再次,我想知道的是曲線ID。我不在乎其他任何條款。

我使用Microsoft.SqlServer.TransactSql.ScriptDom命名空間解析SQL,並已經得到的地步,我可以找出所有WHERE使用類似的代碼下面的語句(從其他樣本拼湊起來):

string sql = @"WITH 
      G AS (SELECT [Timevalue] FROM [mc].[GranularityLookup] 

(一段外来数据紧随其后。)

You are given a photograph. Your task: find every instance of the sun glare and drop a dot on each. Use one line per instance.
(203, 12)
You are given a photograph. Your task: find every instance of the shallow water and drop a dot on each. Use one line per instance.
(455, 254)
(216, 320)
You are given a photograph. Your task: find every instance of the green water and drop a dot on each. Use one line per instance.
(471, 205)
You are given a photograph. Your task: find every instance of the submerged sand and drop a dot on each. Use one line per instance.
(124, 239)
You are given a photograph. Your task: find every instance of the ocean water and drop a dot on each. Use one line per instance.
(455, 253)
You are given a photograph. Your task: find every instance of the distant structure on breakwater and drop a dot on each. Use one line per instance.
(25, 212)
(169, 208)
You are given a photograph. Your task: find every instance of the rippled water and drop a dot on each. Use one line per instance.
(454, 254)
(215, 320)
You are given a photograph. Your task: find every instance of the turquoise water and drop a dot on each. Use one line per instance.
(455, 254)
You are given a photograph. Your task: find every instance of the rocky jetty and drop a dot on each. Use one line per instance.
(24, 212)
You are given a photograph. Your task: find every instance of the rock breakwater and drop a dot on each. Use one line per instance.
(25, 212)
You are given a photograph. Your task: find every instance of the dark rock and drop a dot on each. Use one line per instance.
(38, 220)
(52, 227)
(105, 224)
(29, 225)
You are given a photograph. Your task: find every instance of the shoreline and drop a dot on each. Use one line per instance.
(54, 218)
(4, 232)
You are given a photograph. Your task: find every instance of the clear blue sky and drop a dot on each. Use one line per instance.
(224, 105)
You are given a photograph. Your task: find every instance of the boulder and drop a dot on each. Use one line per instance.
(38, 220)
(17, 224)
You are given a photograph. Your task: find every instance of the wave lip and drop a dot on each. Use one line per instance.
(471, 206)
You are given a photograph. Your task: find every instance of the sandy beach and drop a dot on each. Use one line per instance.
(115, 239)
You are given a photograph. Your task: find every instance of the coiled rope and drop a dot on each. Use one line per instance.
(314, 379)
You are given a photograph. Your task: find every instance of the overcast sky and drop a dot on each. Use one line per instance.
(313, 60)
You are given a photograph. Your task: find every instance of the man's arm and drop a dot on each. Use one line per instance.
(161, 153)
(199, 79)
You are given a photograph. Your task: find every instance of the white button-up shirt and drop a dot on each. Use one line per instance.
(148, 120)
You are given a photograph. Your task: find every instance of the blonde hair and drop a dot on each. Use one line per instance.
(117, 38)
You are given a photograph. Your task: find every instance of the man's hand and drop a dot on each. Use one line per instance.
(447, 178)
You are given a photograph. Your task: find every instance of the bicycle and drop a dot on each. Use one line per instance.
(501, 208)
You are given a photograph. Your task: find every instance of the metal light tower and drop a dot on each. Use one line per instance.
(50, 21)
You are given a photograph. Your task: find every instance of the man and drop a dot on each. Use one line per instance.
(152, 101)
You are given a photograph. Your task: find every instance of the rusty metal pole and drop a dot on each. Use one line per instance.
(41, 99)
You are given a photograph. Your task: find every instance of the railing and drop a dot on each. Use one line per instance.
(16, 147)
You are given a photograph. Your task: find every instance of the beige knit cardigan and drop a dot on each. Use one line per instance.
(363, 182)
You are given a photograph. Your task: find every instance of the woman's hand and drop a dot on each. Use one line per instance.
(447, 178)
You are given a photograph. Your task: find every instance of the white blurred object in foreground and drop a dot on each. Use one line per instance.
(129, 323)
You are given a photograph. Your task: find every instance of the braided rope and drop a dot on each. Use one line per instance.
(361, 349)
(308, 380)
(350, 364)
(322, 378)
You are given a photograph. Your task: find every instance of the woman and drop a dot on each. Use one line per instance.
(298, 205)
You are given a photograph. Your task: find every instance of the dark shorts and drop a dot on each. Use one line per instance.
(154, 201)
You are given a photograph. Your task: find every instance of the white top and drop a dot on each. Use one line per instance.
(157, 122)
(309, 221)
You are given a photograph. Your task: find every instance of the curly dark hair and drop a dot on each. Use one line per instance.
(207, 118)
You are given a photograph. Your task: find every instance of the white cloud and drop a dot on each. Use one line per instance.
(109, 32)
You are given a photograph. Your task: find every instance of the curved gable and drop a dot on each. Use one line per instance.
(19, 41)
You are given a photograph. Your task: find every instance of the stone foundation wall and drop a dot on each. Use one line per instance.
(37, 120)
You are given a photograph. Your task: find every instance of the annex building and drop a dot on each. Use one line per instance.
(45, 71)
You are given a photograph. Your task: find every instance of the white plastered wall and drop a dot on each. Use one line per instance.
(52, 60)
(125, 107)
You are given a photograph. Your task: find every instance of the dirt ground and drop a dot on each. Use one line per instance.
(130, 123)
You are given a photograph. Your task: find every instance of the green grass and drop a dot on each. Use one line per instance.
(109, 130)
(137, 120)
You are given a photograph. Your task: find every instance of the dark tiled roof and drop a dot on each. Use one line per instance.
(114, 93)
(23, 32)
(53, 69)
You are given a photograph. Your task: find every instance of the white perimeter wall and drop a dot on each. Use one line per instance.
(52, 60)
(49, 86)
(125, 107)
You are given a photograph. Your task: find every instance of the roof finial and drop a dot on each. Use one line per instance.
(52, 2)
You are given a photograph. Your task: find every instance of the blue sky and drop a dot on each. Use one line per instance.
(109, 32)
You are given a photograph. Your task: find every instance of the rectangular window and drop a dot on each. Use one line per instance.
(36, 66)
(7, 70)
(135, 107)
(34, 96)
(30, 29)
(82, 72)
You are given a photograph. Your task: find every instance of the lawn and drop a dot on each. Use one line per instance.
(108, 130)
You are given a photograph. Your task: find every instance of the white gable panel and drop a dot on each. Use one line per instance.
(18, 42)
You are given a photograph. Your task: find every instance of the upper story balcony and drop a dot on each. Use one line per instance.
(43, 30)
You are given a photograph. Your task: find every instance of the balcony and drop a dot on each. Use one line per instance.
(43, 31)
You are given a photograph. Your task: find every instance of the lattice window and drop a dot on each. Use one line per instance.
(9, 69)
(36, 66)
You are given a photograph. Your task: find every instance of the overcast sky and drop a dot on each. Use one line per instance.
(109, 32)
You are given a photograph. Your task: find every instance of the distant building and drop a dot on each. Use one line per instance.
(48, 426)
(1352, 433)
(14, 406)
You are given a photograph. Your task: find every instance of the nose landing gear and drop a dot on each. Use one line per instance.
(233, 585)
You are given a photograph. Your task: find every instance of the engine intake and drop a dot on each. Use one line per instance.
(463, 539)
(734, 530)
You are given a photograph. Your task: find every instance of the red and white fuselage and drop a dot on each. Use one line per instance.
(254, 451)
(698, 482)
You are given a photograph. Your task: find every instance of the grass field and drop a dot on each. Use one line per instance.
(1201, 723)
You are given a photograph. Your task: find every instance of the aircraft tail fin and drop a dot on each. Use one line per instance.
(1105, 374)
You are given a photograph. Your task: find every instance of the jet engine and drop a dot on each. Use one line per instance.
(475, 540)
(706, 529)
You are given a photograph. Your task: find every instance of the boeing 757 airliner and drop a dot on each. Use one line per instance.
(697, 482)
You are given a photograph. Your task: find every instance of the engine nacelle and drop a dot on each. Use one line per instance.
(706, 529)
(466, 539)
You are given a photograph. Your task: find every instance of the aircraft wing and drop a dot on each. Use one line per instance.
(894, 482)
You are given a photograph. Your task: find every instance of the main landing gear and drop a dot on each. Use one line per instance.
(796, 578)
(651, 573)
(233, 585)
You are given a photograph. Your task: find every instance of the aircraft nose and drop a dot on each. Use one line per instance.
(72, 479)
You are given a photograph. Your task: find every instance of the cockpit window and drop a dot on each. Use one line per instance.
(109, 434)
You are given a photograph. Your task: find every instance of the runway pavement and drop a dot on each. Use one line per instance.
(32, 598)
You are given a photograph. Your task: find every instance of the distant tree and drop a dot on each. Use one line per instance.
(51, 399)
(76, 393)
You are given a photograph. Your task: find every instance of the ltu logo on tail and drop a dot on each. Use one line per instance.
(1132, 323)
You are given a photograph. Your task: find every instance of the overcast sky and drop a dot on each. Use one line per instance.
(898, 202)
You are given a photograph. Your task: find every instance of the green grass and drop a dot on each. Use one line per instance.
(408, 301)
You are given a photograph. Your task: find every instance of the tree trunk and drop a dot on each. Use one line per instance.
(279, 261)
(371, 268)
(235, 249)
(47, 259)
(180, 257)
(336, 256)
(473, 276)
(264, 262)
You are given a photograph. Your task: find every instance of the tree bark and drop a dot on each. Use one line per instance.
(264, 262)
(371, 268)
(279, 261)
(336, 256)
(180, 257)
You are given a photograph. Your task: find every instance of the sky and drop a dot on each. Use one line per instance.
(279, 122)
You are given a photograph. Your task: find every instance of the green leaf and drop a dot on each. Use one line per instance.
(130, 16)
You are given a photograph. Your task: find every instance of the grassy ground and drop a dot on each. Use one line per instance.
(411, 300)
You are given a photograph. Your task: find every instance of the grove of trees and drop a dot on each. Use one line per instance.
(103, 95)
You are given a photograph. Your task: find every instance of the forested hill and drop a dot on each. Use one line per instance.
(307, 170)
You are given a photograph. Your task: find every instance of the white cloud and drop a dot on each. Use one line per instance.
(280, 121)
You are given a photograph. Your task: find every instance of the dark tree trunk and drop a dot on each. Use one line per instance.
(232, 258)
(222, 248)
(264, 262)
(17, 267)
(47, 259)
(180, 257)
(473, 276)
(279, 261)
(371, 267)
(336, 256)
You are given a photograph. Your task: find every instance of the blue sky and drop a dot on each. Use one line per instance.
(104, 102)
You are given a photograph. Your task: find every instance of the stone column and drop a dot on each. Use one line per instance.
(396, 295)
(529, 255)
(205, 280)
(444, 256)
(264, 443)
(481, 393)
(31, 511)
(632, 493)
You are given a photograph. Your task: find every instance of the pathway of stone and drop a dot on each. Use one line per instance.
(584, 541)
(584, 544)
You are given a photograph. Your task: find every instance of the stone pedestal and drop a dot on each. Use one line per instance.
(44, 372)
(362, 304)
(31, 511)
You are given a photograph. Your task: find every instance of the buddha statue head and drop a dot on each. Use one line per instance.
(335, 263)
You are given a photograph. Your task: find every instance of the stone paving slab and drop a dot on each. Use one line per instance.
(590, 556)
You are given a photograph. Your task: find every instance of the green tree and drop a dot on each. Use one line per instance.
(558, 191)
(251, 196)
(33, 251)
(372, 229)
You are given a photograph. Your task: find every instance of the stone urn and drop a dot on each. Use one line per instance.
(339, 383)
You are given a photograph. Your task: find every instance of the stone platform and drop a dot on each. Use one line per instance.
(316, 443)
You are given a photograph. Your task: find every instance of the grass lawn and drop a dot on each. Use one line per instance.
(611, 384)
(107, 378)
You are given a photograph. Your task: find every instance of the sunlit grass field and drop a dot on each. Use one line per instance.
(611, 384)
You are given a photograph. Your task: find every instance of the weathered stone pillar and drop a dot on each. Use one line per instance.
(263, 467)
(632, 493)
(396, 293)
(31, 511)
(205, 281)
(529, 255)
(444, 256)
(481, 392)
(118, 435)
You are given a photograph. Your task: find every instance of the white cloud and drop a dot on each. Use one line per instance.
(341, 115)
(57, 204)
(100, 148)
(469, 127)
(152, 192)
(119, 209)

      WHERE [TimeValue] BETWEEN '19-Jul-2017 00:00' AND '30-Sep-2017 00:00' 
      AND [1 Hr] = 1), 
      D AS (SELECT [CurveID], [DeliveryDate], [PublishDate], AVG([Value]) Value, MAX([PeriodNumber]) PeriodNumber 
      FROM mc.CURVEID_6657_1_LATEST data 
      JOIN 
      (SELECT CurveID ID, DeliveryDate dDate, MAX(PublishDate) pDate 
      FROM mc.CURVEID_6657_1_LATEST 
      WHERE CurveID = 90564 
       AND DeliveryDate >= '19-Jul-2017 00:00' AND DeliveryDate <= '30-Sep-2017 00:00' 
      GROUP BY DeliveryDate, CurveID) Dates 
      ON data.DeliveryDate = dates.dDate AND data.PublishDate = dates.pDate 
      WHERE data.CurveID = 90564 
      AND data.DeliveryDate >= '19-Jul-2017 00:00' AND data.DeliveryDate <= '30-Sep-2017 00:00' 
      GROUP BY [CurveID], [PublishDate], [DeliveryDate]) 
      SELECT 
      G.[TimeValue] [Deliver 
      yDate] , D.[PublishDate], D.[Value], D.[PeriodNumber]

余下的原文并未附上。